Does Intimacy Make for Good Sex?
The beginning of a relationship is filled with excitement and possibility. Getting to know a new person and allowing them to get to know you is thrilling and daunting at the same time. Passion, excitement and curiosity swirl at this stage. However, this period is unlikely to last very long. Slowly, as the relationship progresses, familiarity, routine and a sense of security begins to set in. Intimacy, often defined as knowing the other and being known, begins to grow.
Esther Perel, in her book, Mating in Captivity, suggests that what makes for good intimacy does not always make for good sex. Good intimacy often involves the feeling of being emotionally “close”, such as with deep conversations, growing familiarity, and self-disclosure. Emotional closeness and physical intimacy do not always directly correlate and may have a more complex relationship.
According to Perel, in order for connection to happen, there needs to be an implied separateness. We cannot move closer together if we are already wrapped up in one another. Eroticism is movement toward the other, but we often seek to eliminate otherness in our close relationships by focusing solely on how we are similar and involving each other in every aspect of our lives.

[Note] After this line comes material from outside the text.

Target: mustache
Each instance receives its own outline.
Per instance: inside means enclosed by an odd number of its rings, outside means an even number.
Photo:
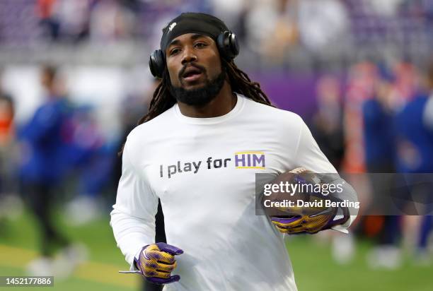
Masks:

In other words, being separate is a requirement for actually being close. We are usually uncomfortable with this separateness and experience anxiety and insecurity. But this very discomfort is a what helps to maintain our interest and sexual desire. Fire needs air. Desire needs mystery.
So, how do you keep desire alive?
- Develop and cultivate your own “secret garden”. Perel suggests that rather than considering separateness as pulling away from the other, consider it to be the development of personal intimacy. Get to know yourself, your unique interests, hobbies, talents and dreams and go after them!

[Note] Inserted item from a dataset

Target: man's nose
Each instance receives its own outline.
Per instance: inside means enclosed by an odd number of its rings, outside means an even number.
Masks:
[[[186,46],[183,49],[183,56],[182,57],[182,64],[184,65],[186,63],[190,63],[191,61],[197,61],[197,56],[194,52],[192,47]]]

- Recognize and allow for the ways your partner remains mysterious to you. Instead of, at the end of the day, pressing for every detail that filled the preceding hours when you were apart, allow for the “space between” the two of you to exist. Additionally, appreciate the ways your partner, though he or she may be similar to you in some ways, thinks and acts and sees the world differently than you do.
Maintaining love and desire in committed relationships involves finding the balance between surrendering to the “other” and maintaining autonomy and a sense of self. This is both a challenging and exciting journey!
Perel, Esther. (2007). Mating in Captivity: Unlocking Erotic Intelligence.